BP’s share price has gained ground in London this morning, having added 0.84 percent to 457.80p as of 10:04 GMT. The stock is slightly outperforming the broader UK market, with the benchmark FTSE 100 index currently standing 0.42 percent higher at 7,345.59 points. The group’s shares have gained more than 33 percent over the past year, but have given up some 10 percent in the year-to-date.
Reuters reported last night that BP was planning to enter Mexico’s fuel market which by law was closed for decades to all firms except national oil company Pemex. The London-listed group operates around 18,000 gas stations scattered across some 20 countries.

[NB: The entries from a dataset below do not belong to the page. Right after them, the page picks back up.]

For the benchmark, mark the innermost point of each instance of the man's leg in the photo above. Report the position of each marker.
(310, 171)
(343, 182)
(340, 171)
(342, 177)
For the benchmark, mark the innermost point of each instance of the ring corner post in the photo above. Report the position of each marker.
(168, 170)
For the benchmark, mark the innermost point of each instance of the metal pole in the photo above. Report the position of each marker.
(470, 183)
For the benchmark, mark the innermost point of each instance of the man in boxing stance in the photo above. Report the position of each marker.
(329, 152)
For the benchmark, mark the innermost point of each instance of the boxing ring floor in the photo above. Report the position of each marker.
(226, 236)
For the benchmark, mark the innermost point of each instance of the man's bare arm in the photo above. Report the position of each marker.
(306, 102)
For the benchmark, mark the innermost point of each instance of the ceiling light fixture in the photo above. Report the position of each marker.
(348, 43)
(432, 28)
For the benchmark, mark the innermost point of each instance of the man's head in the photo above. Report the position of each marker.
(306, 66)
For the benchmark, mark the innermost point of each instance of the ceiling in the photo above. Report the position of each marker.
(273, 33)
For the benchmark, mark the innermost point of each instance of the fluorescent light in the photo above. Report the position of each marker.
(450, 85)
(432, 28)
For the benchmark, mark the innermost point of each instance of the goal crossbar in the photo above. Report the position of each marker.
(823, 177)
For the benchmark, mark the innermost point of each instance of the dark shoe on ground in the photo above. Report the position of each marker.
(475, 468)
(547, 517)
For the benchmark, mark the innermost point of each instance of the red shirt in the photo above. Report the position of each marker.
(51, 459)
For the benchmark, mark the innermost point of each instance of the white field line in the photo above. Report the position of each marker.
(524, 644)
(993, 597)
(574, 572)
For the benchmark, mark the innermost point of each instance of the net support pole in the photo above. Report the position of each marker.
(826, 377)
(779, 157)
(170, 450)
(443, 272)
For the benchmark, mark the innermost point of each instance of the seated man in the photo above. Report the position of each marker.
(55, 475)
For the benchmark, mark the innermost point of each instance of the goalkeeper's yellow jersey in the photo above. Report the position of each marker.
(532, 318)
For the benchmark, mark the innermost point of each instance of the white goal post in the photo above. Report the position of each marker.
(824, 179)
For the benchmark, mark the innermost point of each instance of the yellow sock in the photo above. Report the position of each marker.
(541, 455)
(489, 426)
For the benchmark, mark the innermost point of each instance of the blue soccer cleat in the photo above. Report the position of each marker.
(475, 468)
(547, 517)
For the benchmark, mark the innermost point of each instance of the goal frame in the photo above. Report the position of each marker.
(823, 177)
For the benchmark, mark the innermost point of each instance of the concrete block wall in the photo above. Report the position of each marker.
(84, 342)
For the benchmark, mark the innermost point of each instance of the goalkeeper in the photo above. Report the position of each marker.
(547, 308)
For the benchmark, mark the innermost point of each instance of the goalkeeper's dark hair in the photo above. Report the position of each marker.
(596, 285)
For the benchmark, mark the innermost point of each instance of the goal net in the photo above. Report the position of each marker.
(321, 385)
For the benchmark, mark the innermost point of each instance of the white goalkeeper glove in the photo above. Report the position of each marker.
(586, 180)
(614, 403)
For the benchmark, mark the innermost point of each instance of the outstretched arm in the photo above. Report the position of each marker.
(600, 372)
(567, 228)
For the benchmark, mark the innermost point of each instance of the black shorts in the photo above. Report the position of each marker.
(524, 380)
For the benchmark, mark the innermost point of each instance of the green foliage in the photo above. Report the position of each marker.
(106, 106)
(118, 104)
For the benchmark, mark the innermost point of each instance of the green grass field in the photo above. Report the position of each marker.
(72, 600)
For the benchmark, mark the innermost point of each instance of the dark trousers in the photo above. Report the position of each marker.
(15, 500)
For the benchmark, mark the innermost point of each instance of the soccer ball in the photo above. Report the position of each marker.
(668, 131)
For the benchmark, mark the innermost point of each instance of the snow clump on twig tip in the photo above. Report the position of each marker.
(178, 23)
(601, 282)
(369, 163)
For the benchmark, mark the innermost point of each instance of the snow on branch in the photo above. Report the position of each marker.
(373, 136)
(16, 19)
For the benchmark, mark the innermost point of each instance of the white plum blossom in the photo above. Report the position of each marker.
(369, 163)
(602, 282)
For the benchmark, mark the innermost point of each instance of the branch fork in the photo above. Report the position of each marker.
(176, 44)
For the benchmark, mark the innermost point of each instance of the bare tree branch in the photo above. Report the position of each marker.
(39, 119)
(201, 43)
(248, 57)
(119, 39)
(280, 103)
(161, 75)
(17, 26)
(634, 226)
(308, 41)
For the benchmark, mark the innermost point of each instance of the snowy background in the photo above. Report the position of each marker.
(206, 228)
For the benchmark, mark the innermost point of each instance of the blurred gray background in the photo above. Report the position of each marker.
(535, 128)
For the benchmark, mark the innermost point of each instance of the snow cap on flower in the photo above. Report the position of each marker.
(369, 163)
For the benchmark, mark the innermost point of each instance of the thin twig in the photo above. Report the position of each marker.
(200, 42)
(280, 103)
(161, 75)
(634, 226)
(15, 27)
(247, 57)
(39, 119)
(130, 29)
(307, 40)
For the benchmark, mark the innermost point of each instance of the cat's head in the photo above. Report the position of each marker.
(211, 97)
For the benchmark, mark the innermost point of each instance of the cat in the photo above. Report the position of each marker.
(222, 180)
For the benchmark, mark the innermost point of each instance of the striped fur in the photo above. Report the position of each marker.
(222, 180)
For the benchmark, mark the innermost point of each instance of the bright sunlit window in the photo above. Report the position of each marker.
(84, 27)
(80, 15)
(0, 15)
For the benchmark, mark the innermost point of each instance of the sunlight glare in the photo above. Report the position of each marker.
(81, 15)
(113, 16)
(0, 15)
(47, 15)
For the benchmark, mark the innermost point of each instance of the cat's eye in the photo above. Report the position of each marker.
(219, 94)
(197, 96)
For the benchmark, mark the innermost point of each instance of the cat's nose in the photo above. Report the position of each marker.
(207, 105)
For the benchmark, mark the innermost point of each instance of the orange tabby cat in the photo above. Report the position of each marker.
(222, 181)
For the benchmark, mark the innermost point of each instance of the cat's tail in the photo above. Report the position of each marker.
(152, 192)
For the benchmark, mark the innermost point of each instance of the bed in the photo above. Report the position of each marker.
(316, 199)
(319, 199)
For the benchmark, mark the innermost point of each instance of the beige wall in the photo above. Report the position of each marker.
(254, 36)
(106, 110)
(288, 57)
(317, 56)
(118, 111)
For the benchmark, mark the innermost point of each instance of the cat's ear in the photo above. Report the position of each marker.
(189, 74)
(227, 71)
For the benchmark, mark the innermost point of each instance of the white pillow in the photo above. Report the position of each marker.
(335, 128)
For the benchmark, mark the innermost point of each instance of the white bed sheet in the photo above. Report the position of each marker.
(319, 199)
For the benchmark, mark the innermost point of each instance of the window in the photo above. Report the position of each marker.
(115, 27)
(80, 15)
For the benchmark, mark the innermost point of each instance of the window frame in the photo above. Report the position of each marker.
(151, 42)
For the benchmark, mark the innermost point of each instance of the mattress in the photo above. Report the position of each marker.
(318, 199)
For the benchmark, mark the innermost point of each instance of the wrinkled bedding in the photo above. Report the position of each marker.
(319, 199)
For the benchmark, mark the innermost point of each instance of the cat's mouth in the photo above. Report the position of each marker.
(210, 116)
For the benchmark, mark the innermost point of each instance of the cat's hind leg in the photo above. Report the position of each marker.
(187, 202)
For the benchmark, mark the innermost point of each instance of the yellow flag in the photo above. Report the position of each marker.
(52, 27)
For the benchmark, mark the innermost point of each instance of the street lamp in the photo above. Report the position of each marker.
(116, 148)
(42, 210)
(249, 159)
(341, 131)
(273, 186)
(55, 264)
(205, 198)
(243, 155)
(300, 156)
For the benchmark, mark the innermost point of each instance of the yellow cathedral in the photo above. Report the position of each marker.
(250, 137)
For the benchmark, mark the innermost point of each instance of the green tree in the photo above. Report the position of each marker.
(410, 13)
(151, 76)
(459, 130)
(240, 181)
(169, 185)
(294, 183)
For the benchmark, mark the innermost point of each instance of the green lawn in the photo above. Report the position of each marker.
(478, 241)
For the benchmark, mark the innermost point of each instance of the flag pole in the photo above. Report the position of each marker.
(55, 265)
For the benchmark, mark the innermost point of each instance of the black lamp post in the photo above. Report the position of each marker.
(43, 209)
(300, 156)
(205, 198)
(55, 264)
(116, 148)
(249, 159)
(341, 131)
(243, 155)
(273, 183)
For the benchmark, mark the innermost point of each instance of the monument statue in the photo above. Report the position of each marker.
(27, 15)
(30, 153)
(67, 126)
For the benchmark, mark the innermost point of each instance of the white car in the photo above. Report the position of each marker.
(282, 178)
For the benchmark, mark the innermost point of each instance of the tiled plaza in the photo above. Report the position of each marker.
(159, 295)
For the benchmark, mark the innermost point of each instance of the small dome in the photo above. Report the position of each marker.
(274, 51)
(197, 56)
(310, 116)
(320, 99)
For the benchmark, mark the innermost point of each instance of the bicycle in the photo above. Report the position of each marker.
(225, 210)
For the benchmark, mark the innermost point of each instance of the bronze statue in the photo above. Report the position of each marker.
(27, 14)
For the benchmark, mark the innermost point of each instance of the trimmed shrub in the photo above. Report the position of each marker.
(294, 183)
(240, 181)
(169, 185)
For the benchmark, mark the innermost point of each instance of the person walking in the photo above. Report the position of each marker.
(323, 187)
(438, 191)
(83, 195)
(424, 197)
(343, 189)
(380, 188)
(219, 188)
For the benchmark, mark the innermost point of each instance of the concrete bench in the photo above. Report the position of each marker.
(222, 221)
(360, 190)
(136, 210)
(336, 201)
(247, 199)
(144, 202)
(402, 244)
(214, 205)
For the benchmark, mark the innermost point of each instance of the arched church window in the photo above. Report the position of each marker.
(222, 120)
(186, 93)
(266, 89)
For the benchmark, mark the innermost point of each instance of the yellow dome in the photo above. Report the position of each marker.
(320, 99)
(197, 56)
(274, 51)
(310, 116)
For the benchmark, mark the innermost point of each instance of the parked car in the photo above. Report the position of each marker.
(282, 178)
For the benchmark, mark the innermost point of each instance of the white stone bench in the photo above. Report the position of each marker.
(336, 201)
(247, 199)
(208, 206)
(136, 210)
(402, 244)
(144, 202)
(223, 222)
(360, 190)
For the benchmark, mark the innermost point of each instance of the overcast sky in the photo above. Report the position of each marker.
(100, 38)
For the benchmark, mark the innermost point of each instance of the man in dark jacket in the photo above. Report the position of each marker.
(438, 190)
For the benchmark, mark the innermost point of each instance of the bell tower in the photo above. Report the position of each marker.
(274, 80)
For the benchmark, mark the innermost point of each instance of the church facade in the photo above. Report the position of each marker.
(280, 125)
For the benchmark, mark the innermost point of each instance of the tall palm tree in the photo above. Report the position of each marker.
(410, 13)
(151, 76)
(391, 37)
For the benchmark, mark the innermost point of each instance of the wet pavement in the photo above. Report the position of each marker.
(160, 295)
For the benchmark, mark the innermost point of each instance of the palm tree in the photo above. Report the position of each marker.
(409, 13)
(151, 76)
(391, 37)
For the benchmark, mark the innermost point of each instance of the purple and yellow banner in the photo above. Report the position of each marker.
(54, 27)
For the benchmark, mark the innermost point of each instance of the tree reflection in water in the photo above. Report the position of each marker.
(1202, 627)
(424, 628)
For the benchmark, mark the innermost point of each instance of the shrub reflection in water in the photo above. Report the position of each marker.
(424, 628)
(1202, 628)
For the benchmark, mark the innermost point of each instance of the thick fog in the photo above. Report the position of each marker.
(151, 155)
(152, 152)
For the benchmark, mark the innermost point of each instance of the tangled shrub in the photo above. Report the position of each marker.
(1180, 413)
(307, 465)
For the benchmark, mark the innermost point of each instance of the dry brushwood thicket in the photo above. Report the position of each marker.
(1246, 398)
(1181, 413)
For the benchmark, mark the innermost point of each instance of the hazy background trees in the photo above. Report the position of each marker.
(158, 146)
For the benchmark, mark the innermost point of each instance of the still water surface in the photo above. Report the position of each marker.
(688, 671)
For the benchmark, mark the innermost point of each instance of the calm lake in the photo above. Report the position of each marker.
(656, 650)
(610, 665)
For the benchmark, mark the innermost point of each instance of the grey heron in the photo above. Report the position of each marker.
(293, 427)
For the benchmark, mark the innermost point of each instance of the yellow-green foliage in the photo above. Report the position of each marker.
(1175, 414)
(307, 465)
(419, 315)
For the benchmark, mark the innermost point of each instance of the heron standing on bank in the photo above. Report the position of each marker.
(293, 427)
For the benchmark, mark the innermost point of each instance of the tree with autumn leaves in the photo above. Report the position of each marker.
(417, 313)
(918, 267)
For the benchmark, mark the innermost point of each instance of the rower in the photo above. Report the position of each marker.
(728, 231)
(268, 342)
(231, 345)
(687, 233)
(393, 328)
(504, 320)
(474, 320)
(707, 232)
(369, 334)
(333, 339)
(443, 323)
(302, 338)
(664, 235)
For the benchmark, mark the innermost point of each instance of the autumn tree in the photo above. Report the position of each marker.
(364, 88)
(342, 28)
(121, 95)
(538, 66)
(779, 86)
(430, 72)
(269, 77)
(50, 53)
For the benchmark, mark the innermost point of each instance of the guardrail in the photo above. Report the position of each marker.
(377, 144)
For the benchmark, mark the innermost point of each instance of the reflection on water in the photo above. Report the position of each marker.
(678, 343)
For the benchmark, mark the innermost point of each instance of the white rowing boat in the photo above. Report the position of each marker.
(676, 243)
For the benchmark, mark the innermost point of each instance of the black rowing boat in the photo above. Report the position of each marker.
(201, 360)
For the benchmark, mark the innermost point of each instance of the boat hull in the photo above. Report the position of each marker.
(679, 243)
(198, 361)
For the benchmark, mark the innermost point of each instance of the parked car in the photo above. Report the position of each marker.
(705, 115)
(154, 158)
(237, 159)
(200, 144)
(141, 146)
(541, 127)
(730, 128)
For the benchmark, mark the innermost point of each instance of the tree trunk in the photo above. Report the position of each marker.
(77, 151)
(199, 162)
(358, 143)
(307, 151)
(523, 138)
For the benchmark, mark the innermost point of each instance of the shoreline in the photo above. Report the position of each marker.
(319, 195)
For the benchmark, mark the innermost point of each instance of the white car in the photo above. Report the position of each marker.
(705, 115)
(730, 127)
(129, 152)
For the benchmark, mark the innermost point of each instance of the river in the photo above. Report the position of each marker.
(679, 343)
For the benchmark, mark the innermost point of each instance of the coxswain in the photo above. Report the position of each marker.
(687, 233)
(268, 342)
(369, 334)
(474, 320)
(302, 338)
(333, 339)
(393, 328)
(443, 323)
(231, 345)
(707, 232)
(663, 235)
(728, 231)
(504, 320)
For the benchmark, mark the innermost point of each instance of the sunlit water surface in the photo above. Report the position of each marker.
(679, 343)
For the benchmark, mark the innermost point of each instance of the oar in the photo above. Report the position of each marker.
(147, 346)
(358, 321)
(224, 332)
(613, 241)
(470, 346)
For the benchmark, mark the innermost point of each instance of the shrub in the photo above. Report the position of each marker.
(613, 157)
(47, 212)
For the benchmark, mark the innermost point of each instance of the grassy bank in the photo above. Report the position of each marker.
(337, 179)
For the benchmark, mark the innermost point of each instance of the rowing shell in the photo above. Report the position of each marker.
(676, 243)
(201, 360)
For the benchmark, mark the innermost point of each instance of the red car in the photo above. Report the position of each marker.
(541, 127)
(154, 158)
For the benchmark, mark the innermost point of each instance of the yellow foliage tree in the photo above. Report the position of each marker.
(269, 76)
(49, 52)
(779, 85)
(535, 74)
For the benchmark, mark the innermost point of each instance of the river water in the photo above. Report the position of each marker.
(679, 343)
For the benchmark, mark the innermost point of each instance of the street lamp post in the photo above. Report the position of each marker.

“We’ve positioned ourselves as a leading fuel retailer in all of those markets,” Reuters quoted Richard Harding, a vice president with BP’s downstream unit, as saying at a ceremony in Mexico City. “Going forward, Mexico will be no exception.”
The company officially opened its first retail fuels site in Mexico yesterday, noting in a statement that it planned to open round 200 BP-branded retail sites in the country this year including both dealer and company owned-and-operated sites. Reuters quoted executives for the oil major as commenting that the new stations will charge ‘market prices’ for the fuel, and given a gradual phase-out of government-set fuel prices, the company was planning to stand out from its competitors with superior service, not lower prices.
In analyst news, JPMorgan Chase & Co reiterated its ‘overweight’ rating on BP today, valuing the shares at 530p. According to MarketBeat, the company currently has a consensus ‘buy’ rating and an average price target of 509.45p.